Missed features in Existing ETL Tools

Re-shaping of data


The existing tools download data from a variety of sources, transform it into a single schema, and upload it to the data warehouse.

Let’s have a look at a use case. An organization is conducting an ad campaign on Facebook to bring visitors to its e-commerce store. A user makes a purchase in the store and the store accepts the user’s credit card via Stripe. So, advertising cost data is in Facebook and revenue data is in Stripe.

The Marketing Director wants to calculate ROI for the ad campaign.

Simply adding rows from different systems in one table won’t help. In this case, there should be a row for each visitor, with two columns: advertising costs and revenue.

The rows in the original tables should be converted into columns. Moreover, the rows have to be matched with each other.


This conversion is called data reshaping.

ETL services can’t do such conversions. They delegate this task to users.

To perform the task, the user has to buy a Business Intelligence app. Examples of these types of apps are Looker or Mode. The user is expected to use SQL and do the conversions using SQL.

However, not all users want to work with SQL. Those who know how to work with SQL will face new problems.

For two rows to be linked properly, the rows have to have the so-called key, that is, a field with the same value. It can be a user ID or the name of an ad campaign. An SQL query finds the rows with the same key and aggregates them.

That’s the theory. In reality, platform developers (Google, Facebook, Stripe) don’t care about a uniform key. Add the human factor, and the result is data running into double percentage figures that can’t be linked with each other. No one trusts this incomplete data.

Mismatched Data and Measurement Granularities


Mismatched granularities are a massive problem.

A platform is represented by data with different levels of detail. E.g. there is a hierarchy with several levels, such as campaign, adset, and ad, for Facebook ads. Previously, the hierarchy for Google ads has just one level, campaign.

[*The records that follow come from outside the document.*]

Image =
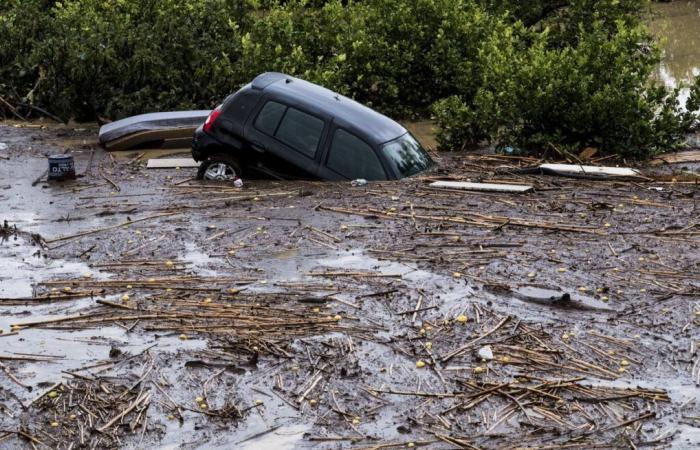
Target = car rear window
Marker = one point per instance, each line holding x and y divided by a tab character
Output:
269	117
300	131
352	158
407	156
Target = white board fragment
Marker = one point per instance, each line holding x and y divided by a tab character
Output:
575	169
171	163
485	187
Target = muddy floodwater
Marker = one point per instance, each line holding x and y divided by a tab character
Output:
143	308
677	23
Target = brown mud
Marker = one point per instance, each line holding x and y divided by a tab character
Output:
143	308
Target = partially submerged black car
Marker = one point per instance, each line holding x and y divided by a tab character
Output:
284	127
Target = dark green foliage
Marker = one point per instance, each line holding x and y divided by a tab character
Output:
397	56
536	93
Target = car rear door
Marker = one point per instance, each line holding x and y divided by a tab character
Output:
289	133
350	157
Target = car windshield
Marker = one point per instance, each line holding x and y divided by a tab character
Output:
407	156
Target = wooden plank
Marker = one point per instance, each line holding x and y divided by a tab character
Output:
171	163
597	171
485	187
153	138
677	158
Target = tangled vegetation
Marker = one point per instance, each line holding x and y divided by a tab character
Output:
563	73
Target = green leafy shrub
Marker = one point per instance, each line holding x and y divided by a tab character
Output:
122	57
564	73
397	56
598	93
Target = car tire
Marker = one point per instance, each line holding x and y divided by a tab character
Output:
219	167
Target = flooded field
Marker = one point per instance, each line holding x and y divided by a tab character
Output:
677	24
141	308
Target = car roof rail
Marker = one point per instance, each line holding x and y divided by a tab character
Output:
263	80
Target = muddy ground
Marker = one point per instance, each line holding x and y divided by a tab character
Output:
141	308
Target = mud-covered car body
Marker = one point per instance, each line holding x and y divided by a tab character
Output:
289	128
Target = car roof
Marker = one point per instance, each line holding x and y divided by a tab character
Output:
373	126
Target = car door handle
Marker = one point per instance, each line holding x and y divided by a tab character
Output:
257	146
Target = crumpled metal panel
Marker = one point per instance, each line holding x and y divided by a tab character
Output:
152	122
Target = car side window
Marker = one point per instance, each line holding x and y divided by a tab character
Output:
353	158
269	117
300	131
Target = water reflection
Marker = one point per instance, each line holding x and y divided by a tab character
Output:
677	24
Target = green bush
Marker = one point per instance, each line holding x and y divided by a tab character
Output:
536	74
121	57
398	56
598	93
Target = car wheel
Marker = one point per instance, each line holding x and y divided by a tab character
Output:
219	168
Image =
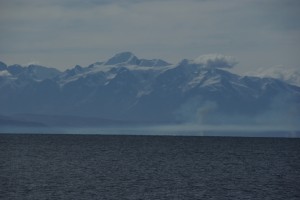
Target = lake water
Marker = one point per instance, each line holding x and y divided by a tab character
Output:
43	166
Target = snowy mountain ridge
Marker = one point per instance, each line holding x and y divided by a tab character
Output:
128	88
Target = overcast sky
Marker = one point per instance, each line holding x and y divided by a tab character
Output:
63	33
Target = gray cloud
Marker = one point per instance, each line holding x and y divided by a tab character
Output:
64	33
216	61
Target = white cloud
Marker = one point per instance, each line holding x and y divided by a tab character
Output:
216	61
69	32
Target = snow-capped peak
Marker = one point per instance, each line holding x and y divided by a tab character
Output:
123	58
3	66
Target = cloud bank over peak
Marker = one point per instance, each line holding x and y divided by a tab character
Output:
215	61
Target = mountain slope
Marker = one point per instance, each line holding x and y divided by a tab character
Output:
128	88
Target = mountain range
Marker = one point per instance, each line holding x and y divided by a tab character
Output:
127	88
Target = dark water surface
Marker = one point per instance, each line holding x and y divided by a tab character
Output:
148	167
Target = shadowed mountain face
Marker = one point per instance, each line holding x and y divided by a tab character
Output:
128	88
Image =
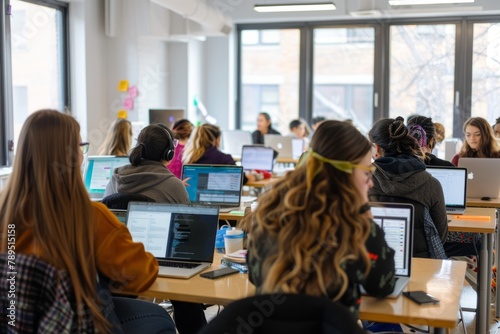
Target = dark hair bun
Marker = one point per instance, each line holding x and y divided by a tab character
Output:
397	128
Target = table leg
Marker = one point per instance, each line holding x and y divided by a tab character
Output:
497	262
483	304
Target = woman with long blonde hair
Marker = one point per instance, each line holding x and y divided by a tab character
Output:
313	233
118	139
55	220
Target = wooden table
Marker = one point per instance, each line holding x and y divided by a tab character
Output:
442	278
487	228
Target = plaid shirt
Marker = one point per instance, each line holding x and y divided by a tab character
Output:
44	299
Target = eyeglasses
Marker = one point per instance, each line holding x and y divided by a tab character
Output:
84	147
344	166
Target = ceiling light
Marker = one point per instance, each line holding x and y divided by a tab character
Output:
294	7
425	2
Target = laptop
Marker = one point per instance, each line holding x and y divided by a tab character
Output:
286	146
397	222
181	237
482	177
257	157
454	183
219	185
98	172
234	140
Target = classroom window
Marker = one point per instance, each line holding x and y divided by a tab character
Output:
38	49
270	78
422	71
344	74
485	99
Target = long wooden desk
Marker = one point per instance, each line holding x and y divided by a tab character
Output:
487	228
441	278
493	203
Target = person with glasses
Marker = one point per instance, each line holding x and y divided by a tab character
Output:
56	222
313	231
203	148
400	176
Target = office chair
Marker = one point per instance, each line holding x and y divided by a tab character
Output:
284	313
44	298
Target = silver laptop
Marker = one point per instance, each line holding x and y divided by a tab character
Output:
454	183
98	173
219	185
257	157
181	237
482	176
397	222
286	146
234	140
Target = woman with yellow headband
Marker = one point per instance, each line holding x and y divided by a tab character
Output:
313	232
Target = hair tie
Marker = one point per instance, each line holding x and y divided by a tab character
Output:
418	132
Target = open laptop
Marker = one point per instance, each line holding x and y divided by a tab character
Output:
98	172
257	157
482	176
454	183
286	146
181	237
234	140
397	222
219	185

The ad network provides a report on advertising costs broken down by countries and campaigns; CRM, by countries only. But clients want to see a report with costs broken down by both campaigns and countries.

The advertising manager wants to distribute revenues in proportion to ad impressions made.


But ETL and BI tools don’t offer a solution to this problem. Clients have to employ data engineers to create a code to approximate one report out of two different reports.

Cohorts


Most SaaS apps are optimized for time-delayed events, e.g. for a 3 Days of Active Use event.

Therefore 99% of marketing experts use cohort analysis to assess ad campaign performance.

A cohort is all visitors brought by a specific ad campaign on a specific day. For each such cohort, we build metrics, e.g., Revenue Day 1, Revenue Day 7 or Revenue Month 6.

When the advertising manager compares two ad campaigns, they look at a cohort metric, not at the total revenue, which varies depending on the campaign’s life cycle.

It is very inconvenient to calculate cohort metrics using SQL. In fact, it is practically impossible.